Due Diligence
http://www.archnews.co.uk/featured-blogs/paul-barford/5263-two-minute-due-diligence.html
Consistent with his past misinterpretations, Barford ignored practical realities in favor of reiterating his peculiar interpretation of obligations collectors must satisfy before they can be considered "responsible" or "ethical" according to the views of Mr. Barford and his fellow thinkers.
Such views would have more importance had not almost everyone of importance in British archaeology abandoned such perspectives in favor of the sensible approach embodied in the Treasure Act and Portable Antiquities Scheme. To Barford and his fellow thinkers compromises are anathema because they allow judgments to be based upon common sense, and what has been considered in describing politics as "the art of the possible."

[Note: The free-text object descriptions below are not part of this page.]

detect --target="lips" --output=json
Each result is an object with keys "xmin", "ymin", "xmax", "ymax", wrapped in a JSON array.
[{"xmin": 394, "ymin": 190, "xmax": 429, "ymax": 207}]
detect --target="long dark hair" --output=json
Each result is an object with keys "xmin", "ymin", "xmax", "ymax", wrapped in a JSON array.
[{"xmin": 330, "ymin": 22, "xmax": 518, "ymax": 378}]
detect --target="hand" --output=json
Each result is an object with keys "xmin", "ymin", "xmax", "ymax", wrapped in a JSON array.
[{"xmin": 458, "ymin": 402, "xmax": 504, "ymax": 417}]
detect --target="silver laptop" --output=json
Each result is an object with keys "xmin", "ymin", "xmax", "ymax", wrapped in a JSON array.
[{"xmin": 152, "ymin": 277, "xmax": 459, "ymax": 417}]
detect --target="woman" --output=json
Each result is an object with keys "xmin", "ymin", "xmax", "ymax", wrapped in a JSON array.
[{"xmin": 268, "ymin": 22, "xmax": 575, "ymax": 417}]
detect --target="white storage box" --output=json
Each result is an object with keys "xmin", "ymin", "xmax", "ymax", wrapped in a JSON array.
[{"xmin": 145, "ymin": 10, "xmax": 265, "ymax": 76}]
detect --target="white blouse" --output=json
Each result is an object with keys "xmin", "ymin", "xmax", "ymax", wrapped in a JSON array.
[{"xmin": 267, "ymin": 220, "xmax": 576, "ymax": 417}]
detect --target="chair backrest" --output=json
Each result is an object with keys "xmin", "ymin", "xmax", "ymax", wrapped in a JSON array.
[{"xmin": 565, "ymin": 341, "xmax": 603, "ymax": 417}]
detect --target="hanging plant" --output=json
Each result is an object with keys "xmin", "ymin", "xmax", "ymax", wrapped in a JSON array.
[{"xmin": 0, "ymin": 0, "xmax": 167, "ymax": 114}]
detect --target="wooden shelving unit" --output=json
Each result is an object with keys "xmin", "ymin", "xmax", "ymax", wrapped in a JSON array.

Mr. Barford does not ever want to see the concept of "ethical collecting" actually become politically or practically possible. It has always been his true goal to raise objections that cannot possibly be reconciled with practices normally followed in collecting and dealing in minor antiquities, including ancient coins. What is wrong, obstructive and unjustifiable in all this is not the concept of socially responsible antiquities collecting itself, but the unreasonable conditions its critics seek to impose.
The public should realize that Mr. Barford and his like are doctrinaire conservatives, whose views cannot be altered by such insubstantial considerations as fact or practicality. Dogma is being exalted in the same manner which prevailed when Galileo urged his critics to simply look through his telescope and see the truth with their own eyes.